Taxer de la même manière la vape et les cigarettes

L’objectif de santé publique des taxes sur le tabac est d’amener les gens à cesser à la fois de fumer et d’utiliser des cigarettes électroniques, puisque les deux produits sont nocifs pour la santé. Comme il s’agit de produits de substitution proches — la consommation de l’un encourage celle de l’autre — ils doivent être taxés de la même manière pour que la taxe soit efficace et incite les utilisateurs à arrêter. Le gouvernement ne doit pas attendre qu’une génération d’enfants philippins développe des maladies chroniques avant de décider que les produits de vape ne doivent pas être bon marché et faciles d’accès.

La mesure ultime d’une taxe antitabac réussie n’est pas de protéger les ventes et les profits de l’industrie, concluent les auteurs. Elle consiste à protéger la population, en particulier la jeunesse philippine, contre l’usage de la nicotine ; à aider les fumeurs et vapoteurs actuels à arrêter ; et à réduire les coûts de santé ainsi que le fardeau économique du tabagisme.
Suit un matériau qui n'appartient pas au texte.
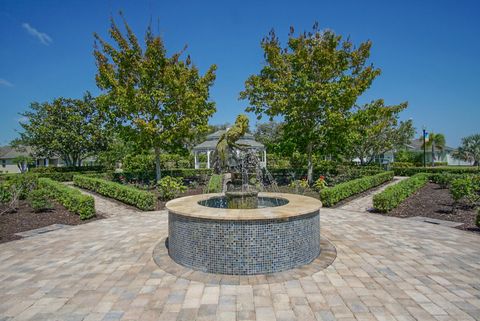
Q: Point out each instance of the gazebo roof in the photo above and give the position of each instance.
(212, 139)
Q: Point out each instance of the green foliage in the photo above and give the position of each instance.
(403, 164)
(408, 156)
(332, 195)
(469, 150)
(393, 195)
(146, 162)
(215, 184)
(5, 193)
(143, 200)
(312, 82)
(444, 179)
(66, 169)
(440, 169)
(24, 163)
(72, 199)
(170, 187)
(272, 135)
(320, 183)
(19, 184)
(375, 130)
(148, 178)
(157, 101)
(477, 219)
(70, 128)
(466, 189)
(38, 200)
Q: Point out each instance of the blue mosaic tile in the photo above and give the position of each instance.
(244, 247)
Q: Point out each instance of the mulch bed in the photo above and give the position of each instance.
(25, 219)
(436, 202)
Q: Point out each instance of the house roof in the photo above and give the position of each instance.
(9, 152)
(212, 139)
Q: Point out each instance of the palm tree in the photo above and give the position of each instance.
(469, 150)
(435, 142)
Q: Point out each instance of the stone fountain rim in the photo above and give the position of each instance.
(298, 205)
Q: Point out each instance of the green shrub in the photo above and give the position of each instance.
(201, 176)
(332, 195)
(71, 198)
(443, 179)
(403, 164)
(441, 169)
(66, 169)
(477, 219)
(38, 200)
(393, 195)
(170, 187)
(466, 189)
(130, 195)
(215, 184)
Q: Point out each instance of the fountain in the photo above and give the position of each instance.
(249, 228)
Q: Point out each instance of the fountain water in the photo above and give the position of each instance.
(250, 228)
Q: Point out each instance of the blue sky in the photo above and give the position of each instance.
(428, 50)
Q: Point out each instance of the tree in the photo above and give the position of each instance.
(154, 100)
(469, 150)
(435, 141)
(313, 83)
(23, 162)
(272, 135)
(374, 130)
(72, 129)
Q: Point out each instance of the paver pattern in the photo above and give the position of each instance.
(386, 269)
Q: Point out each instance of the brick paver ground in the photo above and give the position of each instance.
(386, 269)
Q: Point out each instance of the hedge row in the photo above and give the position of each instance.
(410, 171)
(72, 199)
(66, 169)
(130, 195)
(332, 195)
(393, 195)
(188, 174)
(56, 176)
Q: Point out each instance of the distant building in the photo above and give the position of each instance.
(209, 146)
(8, 155)
(441, 156)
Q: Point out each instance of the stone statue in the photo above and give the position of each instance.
(226, 150)
(236, 163)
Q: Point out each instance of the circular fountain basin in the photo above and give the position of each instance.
(281, 234)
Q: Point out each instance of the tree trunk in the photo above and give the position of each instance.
(158, 170)
(309, 164)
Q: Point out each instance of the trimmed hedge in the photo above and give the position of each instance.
(143, 200)
(393, 195)
(410, 171)
(72, 199)
(149, 177)
(332, 195)
(66, 169)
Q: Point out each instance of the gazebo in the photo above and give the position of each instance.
(208, 147)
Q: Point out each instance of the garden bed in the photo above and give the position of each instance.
(435, 202)
(25, 219)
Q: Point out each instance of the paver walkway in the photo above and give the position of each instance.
(365, 203)
(386, 269)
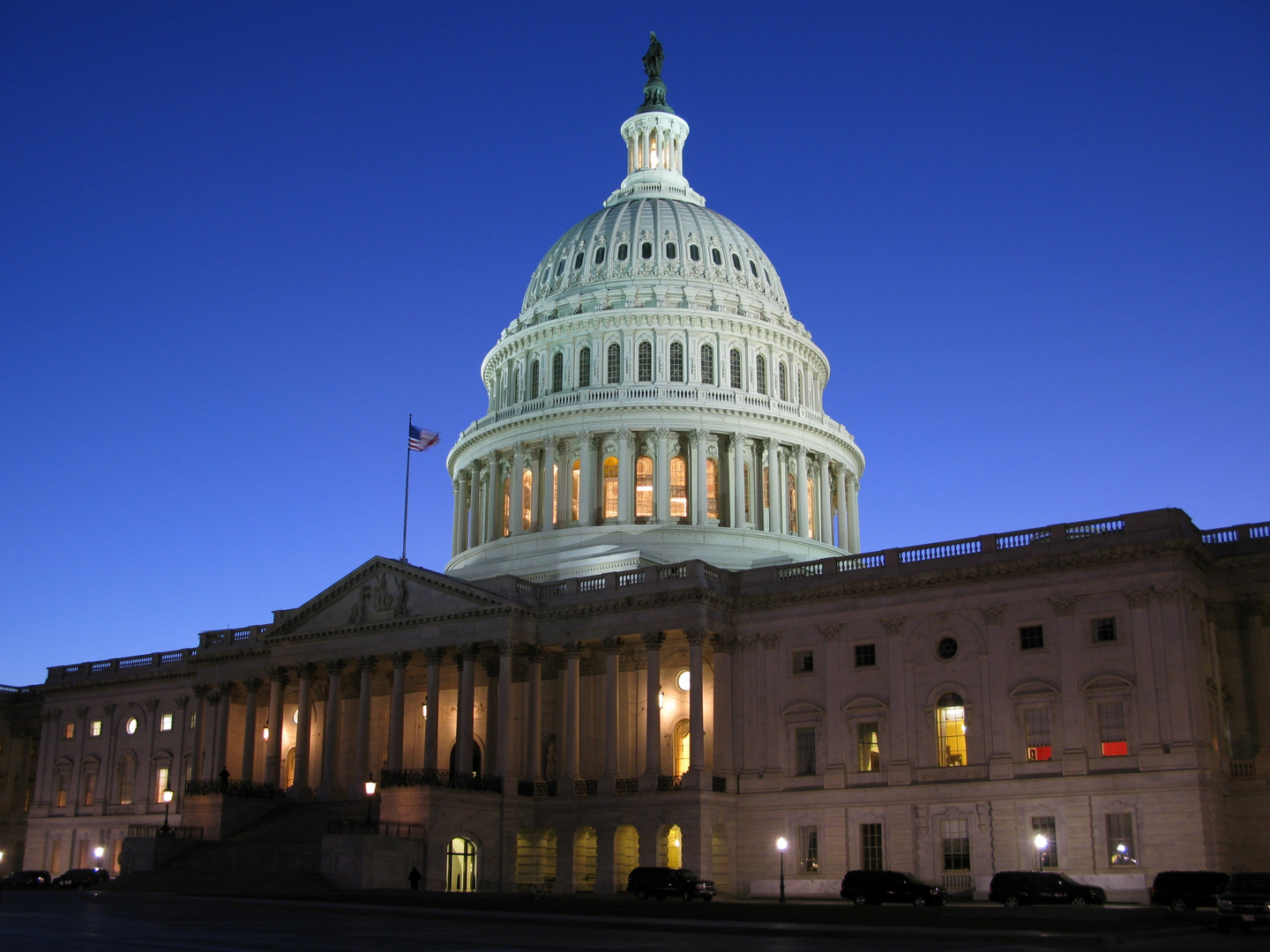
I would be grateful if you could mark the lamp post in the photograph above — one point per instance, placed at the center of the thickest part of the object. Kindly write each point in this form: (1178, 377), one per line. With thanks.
(782, 844)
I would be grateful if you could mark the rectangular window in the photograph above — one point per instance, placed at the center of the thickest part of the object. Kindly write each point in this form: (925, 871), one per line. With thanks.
(808, 850)
(1111, 729)
(1036, 730)
(1104, 629)
(1047, 847)
(870, 752)
(957, 844)
(1120, 844)
(870, 845)
(805, 744)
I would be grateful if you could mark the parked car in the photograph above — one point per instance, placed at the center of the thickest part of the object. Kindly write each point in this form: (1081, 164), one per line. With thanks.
(877, 886)
(81, 879)
(1186, 890)
(663, 881)
(1244, 903)
(1013, 889)
(26, 880)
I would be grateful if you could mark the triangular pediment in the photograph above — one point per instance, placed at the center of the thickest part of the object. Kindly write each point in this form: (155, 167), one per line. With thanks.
(385, 591)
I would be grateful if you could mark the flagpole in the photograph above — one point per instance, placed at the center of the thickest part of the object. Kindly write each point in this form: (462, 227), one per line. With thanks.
(406, 516)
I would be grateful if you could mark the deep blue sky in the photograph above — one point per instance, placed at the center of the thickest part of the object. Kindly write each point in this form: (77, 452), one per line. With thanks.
(240, 242)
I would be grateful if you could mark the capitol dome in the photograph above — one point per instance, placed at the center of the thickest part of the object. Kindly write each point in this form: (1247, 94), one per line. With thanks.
(652, 383)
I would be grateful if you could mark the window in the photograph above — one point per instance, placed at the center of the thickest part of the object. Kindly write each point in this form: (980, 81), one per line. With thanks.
(615, 363)
(866, 743)
(808, 850)
(870, 845)
(957, 844)
(611, 487)
(804, 741)
(1120, 847)
(644, 487)
(1036, 733)
(1104, 629)
(950, 724)
(678, 487)
(1111, 729)
(1047, 847)
(676, 362)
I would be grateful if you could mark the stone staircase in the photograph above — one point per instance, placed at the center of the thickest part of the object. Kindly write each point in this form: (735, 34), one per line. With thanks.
(277, 854)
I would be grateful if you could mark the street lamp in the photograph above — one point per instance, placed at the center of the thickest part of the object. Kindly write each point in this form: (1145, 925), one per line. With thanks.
(782, 844)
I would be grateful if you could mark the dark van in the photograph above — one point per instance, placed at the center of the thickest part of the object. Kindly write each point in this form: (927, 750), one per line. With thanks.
(1013, 889)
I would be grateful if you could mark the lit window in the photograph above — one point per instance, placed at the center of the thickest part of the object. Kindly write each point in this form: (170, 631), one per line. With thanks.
(950, 720)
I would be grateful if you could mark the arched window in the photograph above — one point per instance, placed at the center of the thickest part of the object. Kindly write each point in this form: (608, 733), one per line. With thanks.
(611, 487)
(678, 487)
(676, 362)
(615, 363)
(950, 726)
(646, 362)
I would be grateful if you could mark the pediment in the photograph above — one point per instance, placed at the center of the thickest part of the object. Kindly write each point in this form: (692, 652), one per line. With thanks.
(385, 591)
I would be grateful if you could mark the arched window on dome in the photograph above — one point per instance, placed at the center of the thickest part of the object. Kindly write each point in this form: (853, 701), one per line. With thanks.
(646, 362)
(609, 476)
(615, 363)
(676, 362)
(644, 487)
(678, 487)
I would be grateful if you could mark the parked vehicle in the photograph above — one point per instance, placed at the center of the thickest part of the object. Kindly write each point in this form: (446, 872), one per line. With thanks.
(877, 886)
(1244, 903)
(1013, 889)
(661, 881)
(26, 880)
(1186, 890)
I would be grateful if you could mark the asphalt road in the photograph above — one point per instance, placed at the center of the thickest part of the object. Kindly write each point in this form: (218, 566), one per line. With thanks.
(70, 922)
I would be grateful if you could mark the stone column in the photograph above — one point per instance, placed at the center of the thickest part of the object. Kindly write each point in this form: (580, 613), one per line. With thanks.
(397, 709)
(273, 746)
(653, 715)
(253, 692)
(303, 730)
(366, 666)
(432, 721)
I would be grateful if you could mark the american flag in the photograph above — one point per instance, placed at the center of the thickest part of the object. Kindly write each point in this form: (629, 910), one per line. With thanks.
(422, 439)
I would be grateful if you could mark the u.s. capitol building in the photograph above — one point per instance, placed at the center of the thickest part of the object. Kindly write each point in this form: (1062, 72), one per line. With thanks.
(658, 643)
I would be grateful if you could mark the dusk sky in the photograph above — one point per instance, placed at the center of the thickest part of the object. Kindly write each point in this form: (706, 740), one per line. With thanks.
(242, 242)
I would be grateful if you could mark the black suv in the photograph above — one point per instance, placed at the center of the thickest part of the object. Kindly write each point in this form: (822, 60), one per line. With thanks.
(877, 886)
(1246, 902)
(1015, 889)
(663, 881)
(1186, 890)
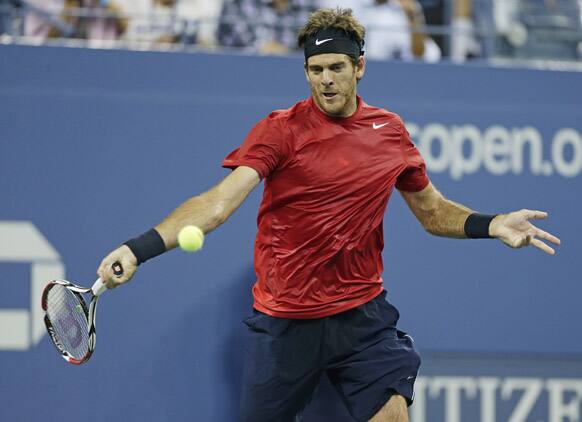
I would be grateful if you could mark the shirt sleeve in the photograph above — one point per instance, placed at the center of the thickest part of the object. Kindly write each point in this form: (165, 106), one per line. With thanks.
(263, 149)
(413, 177)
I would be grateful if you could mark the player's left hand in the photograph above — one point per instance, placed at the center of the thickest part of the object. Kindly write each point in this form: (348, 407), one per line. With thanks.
(515, 230)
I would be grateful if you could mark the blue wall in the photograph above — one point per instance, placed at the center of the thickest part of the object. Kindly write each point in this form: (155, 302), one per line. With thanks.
(97, 146)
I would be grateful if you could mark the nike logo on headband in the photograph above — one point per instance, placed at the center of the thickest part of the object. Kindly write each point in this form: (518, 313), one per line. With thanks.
(317, 42)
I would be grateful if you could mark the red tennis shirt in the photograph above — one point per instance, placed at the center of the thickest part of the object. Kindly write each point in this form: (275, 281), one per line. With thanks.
(319, 243)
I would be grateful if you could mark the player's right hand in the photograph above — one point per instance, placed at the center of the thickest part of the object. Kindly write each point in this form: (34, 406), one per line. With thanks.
(128, 261)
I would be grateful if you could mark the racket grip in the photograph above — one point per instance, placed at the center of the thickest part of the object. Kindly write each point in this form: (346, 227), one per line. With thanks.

C’est dans cet esprit que les auteurs soutiennent fermement l’unification des taxes sur la vape en les portant au niveau le plus élevé possible. À la Chambre, les taux les plus élevés figurent dans le HB 1316 du Rep. Miro Quimbo et le HB 2618 du Rep. Kenneth Gatchalian, à P61.425 et P66.15 par millilitre respectivement pour les produits de vape à freebase et à nicotine salt. Le Ways and Means Committee devrait utiliser ces taux comme base, et même s’efforcer de les relever encore, afin de garantir les objectifs de recettes et de santé du gouvernement.

Filomeno Sta. Ana III coordonne Action for Economic Reforms, et Pia Rodrigo et Gage Andal sont chercheurs à Action for Economic Reforms.